Question about velocity/position vectors?

Note: since velocity is a function of time, you need to do integration with respect to time to find the position as a function of time

V(t) = Vx i + Vy j

Vx = x component of velocity = 2.4 - 1.6t^2

Vy = y component of velocity = 4t

Vx = dX/dt

Vy = dY/dt

X(t) = Integral[Vxdt] = Integral[(2.4 - 1.6t^2)dt] = 2.4t - 1.6/3 t^3 + X(0)

Y(t) = Integral[Vydt] = Integral[(4t)dt] = 2t^2 + Y(0)

At t = 0 the bird is at the origin (0,0)

so X(t=0) = X(0) = 0

and Y(t=0) = Y(0) = 0

so

X(t) = 2.4t - 1.6/3 t^3; Y(t) = 2t^2 are the equation of the position vector of the bird in the XY plane as a function of time

What is the bird's altitude (y-coordinate) as it flies over x = 0 for the first time after t = 0?

find out at what value of t, X(t) = 0 after t = 0 meaning t > 0

X(t) = 0

2.4t -1.6/3 t^3 = 0

(2.4 - 1.6/3 t^2)t = 0 which implies t=0 or t^2 = 2.4 * 3/1.6

we are interested in t > 0

so t^2 = 2.4*3/1.6

t = 2.12

Plug t=2.12 in Y(t)

Y(t=2.12) = 9

answer, bird's altitude = 9

the velocity is the derivative of position

so we will integrate the velocity to see where the bird is at any given time

p = i(2.4t - 0.53*t^3 + c1) + j(2t^2 + c2)

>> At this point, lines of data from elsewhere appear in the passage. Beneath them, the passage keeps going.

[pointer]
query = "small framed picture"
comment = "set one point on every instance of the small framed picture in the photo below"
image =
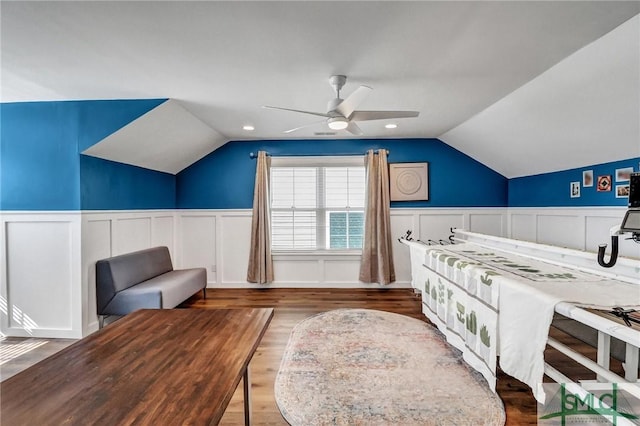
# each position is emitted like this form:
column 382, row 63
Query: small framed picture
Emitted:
column 604, row 183
column 575, row 189
column 622, row 191
column 623, row 175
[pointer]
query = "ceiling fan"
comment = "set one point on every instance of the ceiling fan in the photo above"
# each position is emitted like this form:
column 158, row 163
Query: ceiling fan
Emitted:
column 341, row 113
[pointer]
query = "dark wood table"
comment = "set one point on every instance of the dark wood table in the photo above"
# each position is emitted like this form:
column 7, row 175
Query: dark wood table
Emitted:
column 164, row 366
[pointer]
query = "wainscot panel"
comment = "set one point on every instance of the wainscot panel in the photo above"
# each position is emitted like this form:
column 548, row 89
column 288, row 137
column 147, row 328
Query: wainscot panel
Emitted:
column 40, row 287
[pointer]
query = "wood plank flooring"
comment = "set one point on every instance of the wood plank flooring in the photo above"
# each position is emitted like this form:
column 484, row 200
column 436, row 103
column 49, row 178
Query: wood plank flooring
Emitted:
column 294, row 305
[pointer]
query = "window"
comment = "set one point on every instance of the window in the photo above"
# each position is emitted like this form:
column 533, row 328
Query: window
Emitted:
column 317, row 203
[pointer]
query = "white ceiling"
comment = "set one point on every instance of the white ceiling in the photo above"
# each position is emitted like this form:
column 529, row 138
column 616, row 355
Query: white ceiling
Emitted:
column 496, row 80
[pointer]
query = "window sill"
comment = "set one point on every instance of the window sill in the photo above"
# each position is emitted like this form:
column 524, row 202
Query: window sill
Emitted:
column 316, row 254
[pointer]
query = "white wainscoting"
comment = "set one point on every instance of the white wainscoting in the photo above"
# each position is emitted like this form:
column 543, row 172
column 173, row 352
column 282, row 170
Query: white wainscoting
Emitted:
column 110, row 233
column 581, row 228
column 220, row 239
column 40, row 284
column 47, row 286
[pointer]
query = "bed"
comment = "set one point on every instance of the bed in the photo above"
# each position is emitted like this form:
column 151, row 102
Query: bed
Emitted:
column 495, row 299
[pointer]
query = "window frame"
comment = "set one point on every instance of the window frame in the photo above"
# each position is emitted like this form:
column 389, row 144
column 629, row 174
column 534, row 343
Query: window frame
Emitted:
column 322, row 213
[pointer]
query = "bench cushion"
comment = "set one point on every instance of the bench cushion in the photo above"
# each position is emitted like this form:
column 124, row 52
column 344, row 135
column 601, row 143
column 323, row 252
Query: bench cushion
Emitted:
column 162, row 292
column 121, row 272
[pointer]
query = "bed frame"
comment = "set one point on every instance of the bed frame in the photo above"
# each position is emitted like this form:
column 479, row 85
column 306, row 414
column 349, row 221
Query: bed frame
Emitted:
column 587, row 324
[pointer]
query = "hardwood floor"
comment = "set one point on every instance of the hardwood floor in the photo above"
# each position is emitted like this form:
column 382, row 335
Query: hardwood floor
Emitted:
column 294, row 305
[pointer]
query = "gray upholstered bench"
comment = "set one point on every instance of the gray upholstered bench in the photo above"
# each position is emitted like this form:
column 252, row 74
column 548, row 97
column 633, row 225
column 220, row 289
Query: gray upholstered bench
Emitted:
column 144, row 279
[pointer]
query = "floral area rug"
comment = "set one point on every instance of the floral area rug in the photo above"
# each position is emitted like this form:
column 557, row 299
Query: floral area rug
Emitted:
column 367, row 367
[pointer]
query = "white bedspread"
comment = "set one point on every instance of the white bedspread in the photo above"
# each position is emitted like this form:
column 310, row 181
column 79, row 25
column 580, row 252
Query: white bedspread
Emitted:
column 527, row 291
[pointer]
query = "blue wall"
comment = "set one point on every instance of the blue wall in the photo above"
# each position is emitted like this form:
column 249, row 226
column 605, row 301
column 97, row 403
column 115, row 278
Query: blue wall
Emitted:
column 553, row 189
column 40, row 166
column 224, row 179
column 107, row 185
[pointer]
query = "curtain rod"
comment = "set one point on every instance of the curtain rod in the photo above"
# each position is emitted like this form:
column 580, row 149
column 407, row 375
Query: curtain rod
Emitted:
column 254, row 155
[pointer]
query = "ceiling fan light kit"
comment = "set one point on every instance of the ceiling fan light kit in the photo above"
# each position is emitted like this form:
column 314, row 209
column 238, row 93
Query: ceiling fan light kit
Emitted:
column 341, row 113
column 338, row 123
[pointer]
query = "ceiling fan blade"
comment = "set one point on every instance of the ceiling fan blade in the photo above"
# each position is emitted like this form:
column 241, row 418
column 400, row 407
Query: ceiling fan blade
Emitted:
column 321, row 114
column 382, row 115
column 304, row 127
column 354, row 129
column 346, row 107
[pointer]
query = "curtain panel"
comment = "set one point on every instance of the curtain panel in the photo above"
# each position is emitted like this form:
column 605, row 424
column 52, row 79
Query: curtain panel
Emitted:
column 377, row 256
column 260, row 268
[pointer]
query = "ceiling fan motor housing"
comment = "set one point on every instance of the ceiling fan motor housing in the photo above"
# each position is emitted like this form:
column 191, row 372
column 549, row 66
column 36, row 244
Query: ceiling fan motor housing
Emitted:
column 337, row 81
column 332, row 105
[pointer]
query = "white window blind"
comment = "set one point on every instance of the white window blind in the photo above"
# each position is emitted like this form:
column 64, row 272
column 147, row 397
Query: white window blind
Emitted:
column 317, row 203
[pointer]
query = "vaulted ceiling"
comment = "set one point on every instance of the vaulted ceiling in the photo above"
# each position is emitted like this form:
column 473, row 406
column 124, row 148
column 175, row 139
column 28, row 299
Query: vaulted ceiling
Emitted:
column 524, row 87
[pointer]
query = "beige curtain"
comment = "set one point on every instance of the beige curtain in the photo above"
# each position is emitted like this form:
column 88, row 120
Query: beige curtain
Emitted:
column 260, row 262
column 377, row 257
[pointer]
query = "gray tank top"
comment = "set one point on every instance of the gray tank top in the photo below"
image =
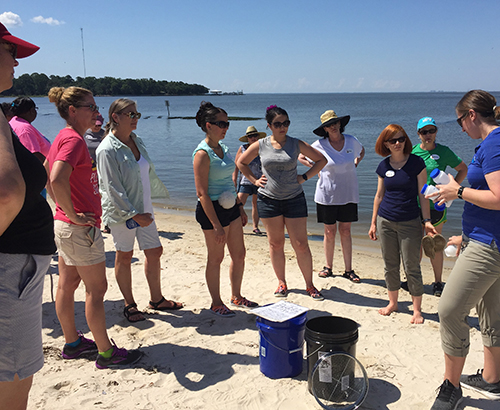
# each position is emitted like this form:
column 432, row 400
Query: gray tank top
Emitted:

solve for c1 and c2 with t=0 x=y=0, they turn out to be 0

p = i(2.4t - 0.53*t^3) + j(2t^2)

so we find when it crosses x=0

2.4t - 0.53t^3 = 0

0.53t^3 = 2.4t

t^2 = 4.528

t = 2.123 (or -2.123 but we cant have a negative time)

so

y = 2t^2

y = 2(2.123)^2

y = 9.056

I didn't check my work but I'm pretty sure that's how you go about it

the area vector r is given by using the critical of the cost. r = (2.4t - a million.6t^3/3)i + 2t^2 j It x coordinate is 0 while (2.4t - a million.6t^3/3) = 0 you may take it from right here to sparkling up for t and plug that throughout the time of for the j part of r to discover the altitude.